Roger, um herói que se vai

Roger
Hoje tive a tristeza de ler nos jornais que Roger não é mais jogador do Fluminense. A impressão que tive é que Roger chegou muito tarde ao Fluminense. Roger é um jogador das antigas, daqueles tempos em que os jogadores ficavam em um só clube por toda uma carreira. Roger só atuou em três clubes em sua carreira: o Grêmio; o Vissel Kobe, no Japão e o Fluminense. Chegou no Fluminense aos 30 anos, uma pena. Mesmo assim ainda pôde brilhar como ídolo, fazendo o gol do nosso título mais importante dos últimos 25 anos.

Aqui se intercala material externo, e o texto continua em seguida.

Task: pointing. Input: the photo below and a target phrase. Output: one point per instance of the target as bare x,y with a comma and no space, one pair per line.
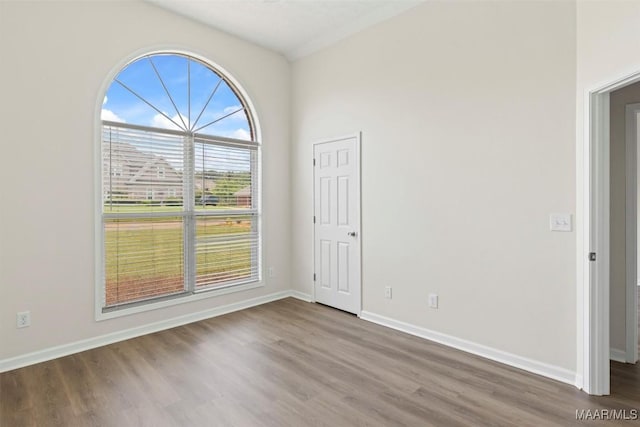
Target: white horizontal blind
144,258
142,170
179,213
227,236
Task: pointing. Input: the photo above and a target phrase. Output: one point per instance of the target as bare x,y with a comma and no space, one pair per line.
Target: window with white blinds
179,192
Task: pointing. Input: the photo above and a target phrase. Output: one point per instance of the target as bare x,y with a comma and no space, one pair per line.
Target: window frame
195,295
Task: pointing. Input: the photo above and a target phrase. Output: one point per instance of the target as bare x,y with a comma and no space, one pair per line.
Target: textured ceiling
294,28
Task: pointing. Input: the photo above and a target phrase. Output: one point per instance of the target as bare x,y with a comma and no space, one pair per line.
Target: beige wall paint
467,119
608,49
55,58
618,278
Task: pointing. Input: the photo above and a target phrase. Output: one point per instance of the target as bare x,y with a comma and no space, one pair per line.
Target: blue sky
185,80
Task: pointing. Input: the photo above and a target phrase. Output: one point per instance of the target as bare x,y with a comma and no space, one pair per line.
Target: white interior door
337,258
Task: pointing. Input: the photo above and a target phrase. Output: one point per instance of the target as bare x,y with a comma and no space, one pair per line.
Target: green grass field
144,258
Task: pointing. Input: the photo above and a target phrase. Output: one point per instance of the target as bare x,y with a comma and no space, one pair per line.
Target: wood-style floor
290,363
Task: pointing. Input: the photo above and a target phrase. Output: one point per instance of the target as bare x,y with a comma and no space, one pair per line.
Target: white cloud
240,134
231,109
160,121
111,116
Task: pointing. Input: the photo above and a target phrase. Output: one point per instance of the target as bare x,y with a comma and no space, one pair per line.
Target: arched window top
179,92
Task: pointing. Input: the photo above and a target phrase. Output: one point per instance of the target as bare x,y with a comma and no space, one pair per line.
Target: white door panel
337,223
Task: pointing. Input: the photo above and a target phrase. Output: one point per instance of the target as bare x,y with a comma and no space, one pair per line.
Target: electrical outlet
23,319
433,300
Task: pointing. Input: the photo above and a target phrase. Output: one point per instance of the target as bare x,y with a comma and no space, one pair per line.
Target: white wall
55,57
468,143
618,277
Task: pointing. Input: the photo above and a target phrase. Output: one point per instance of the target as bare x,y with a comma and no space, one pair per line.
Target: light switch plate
560,222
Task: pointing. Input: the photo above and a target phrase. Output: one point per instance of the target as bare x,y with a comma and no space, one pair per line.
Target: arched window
180,177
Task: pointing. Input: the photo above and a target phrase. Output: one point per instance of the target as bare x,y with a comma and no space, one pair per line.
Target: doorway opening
609,247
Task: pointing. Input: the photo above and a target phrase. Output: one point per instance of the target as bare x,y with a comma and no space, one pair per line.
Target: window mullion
189,218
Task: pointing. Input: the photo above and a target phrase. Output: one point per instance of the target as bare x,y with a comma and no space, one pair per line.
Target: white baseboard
301,296
618,355
99,341
540,368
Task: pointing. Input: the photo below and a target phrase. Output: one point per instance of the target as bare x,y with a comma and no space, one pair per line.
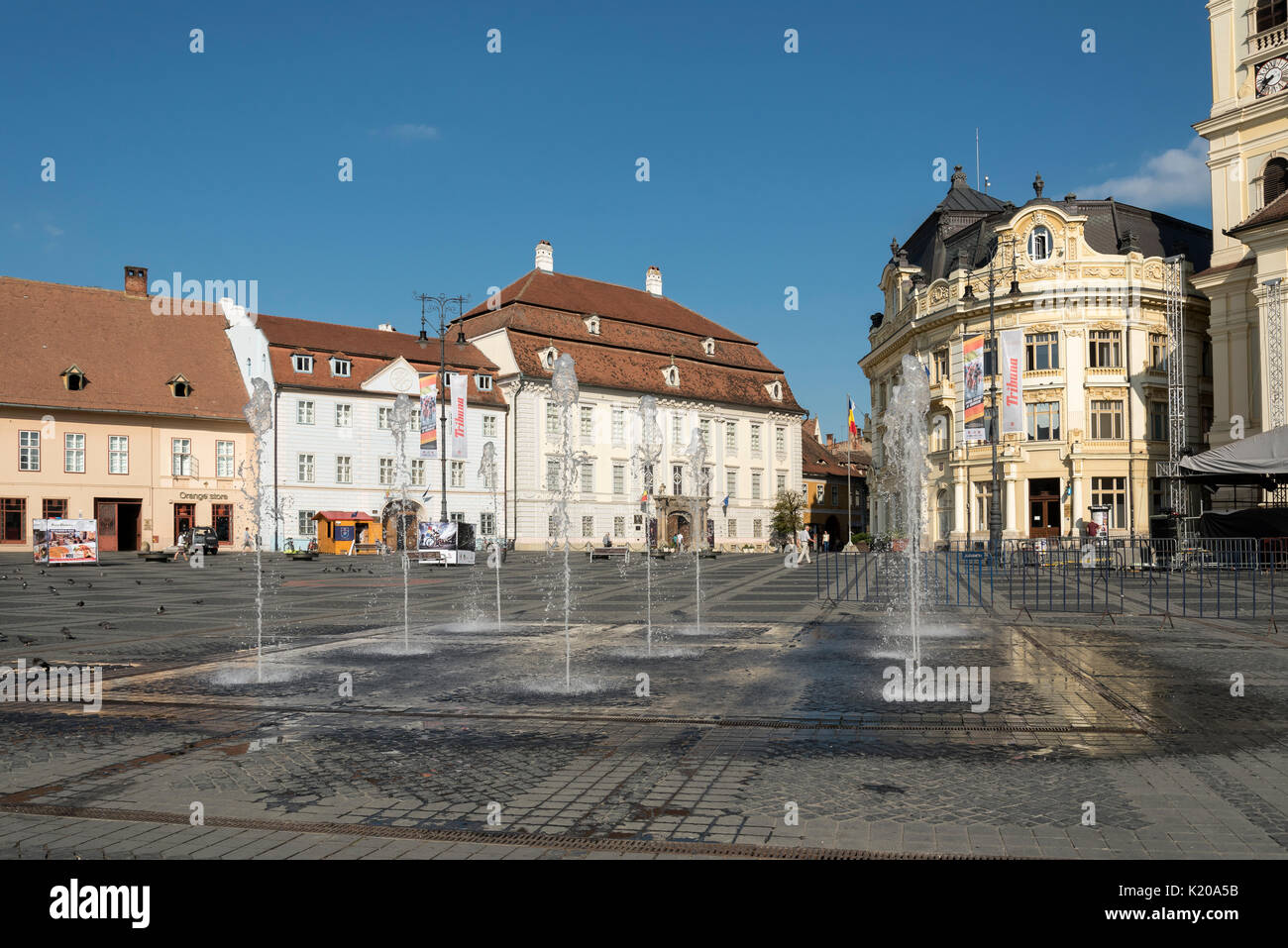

Mais do que o gol do título, Roger foi um exemplo de vida, em tudo o que fez. Honesto, íntegro, correto, um jogador raro. Dentro de campo, um leão, um zagueiro que quando caía pela lateral ensinava aos nossos laterais como é que se joga. Suas arrancadas eram mortais. Sabia o que fazer quando chegava à linha de fundo, cruzava a bola com a perfeição de quem foi lateral por mais de dez anos. Quando estava na área, tinha a calma dos atacantes para marcar. É um jogador diferenciado.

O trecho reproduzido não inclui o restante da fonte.